The water quality at the oil sands — or, as environmentalists call the bitumen mines, the tar sands — is also very much an issue. A leak that fouled the water and killed hundreds of waterfowl in the far-north oil fields two years ago may have spurred the U.S. ambassador’s plea for Ottawa to toughen up environmental controls.

Part of this new Ottawa vow to assume environmental control over what the Alberta government insists is a provincially-owned resource may well be tied in to Harper’s visit this week to the G8 summit in France. There’s a good chance environmental groups will show up with pictures — or billboards — of oil-soaked Alberta waterfowl. Harper doesn’t want Canada to be known on the world stage as the world’s “dirty-oil” producer. (Although extracting crude from bitumen is indeed, at best, a dirty, water-and-energy consuming business).

A group of U.S. Senators visited the oil sands last December and said, not surprisingly, they were satisfied with the environmental protections in place in Alberta. Ottawa apparently isn’t, despite Alberta’s belated environmental-protection moves.

Alberta will fight back

Alberta isn’t going to give up in this battle with fellow Conservatives without a fight.

Provincial finance minister Lloyd Snelgrove criticized Ottawa for regulating a provincial resource, which would add “multiple layers of government trying to the same thing, [where] nobody wins.”

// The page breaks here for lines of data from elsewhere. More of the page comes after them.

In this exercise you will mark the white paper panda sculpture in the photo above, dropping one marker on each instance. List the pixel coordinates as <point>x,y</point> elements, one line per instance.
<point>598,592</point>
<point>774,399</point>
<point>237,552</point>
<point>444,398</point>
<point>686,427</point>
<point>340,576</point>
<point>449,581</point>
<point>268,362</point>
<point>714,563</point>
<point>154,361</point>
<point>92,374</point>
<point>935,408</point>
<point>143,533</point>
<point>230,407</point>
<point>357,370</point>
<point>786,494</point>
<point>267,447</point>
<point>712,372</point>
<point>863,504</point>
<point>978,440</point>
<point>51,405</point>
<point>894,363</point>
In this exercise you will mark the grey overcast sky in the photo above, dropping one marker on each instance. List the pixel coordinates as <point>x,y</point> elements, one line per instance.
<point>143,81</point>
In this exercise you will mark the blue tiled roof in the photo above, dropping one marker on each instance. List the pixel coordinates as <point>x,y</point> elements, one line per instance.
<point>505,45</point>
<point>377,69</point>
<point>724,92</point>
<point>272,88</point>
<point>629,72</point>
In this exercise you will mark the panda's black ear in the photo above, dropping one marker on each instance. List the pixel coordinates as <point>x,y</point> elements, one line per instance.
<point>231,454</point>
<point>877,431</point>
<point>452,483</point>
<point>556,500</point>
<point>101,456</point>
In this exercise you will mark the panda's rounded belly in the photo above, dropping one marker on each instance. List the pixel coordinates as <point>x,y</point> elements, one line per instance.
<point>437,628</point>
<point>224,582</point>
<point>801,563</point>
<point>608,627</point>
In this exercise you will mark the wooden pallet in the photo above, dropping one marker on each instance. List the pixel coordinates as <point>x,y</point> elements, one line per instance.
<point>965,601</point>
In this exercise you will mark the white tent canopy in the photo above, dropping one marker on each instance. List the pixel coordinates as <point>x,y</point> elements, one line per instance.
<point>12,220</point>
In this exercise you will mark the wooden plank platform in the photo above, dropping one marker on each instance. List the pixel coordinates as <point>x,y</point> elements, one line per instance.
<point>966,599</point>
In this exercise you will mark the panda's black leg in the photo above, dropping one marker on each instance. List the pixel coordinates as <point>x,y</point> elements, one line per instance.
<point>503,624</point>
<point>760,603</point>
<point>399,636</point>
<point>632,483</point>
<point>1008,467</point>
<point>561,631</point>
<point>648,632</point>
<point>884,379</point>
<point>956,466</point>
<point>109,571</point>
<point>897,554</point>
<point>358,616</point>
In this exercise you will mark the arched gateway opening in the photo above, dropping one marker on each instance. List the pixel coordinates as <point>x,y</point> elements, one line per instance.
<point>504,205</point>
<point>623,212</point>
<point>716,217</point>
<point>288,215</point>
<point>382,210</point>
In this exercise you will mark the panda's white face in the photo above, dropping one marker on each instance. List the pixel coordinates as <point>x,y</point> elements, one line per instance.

Snelgrove told the Calgary Herald that Stelmach’s Alberta government has been worried for some time Ottawa would step in and regulate the provincial resource, adding unnecessary duplication and costs to the multibillion-dollar sector.

“The federal government has sat on the sidelines for years and years and years. Now they see their little golden goose is under attack and they want to be the voice for Canada on the world stage and we respect that,” Snelgrove told the Calgary Herald.

The Wikileaks cable, little-reported in U.S. media, which is a bit surprising, considering its importance to the U.S. energy future, also revealed that the Obama administration inquired about a possible moratorium on new oil sands development as global criticism mounted over the second-largest proven oil reserves in the world.

A San Francisco-based environmental group has run anti-oil sands billboards and newspaper ads in Canada, the U.S. and in Europe, urging tourists not to come to Alberta. Stelmach, who recently announced he’ll be leaving office soon, replied angrily, buying billboards and print ads of his own saying Alberta is addressing environmental concerns.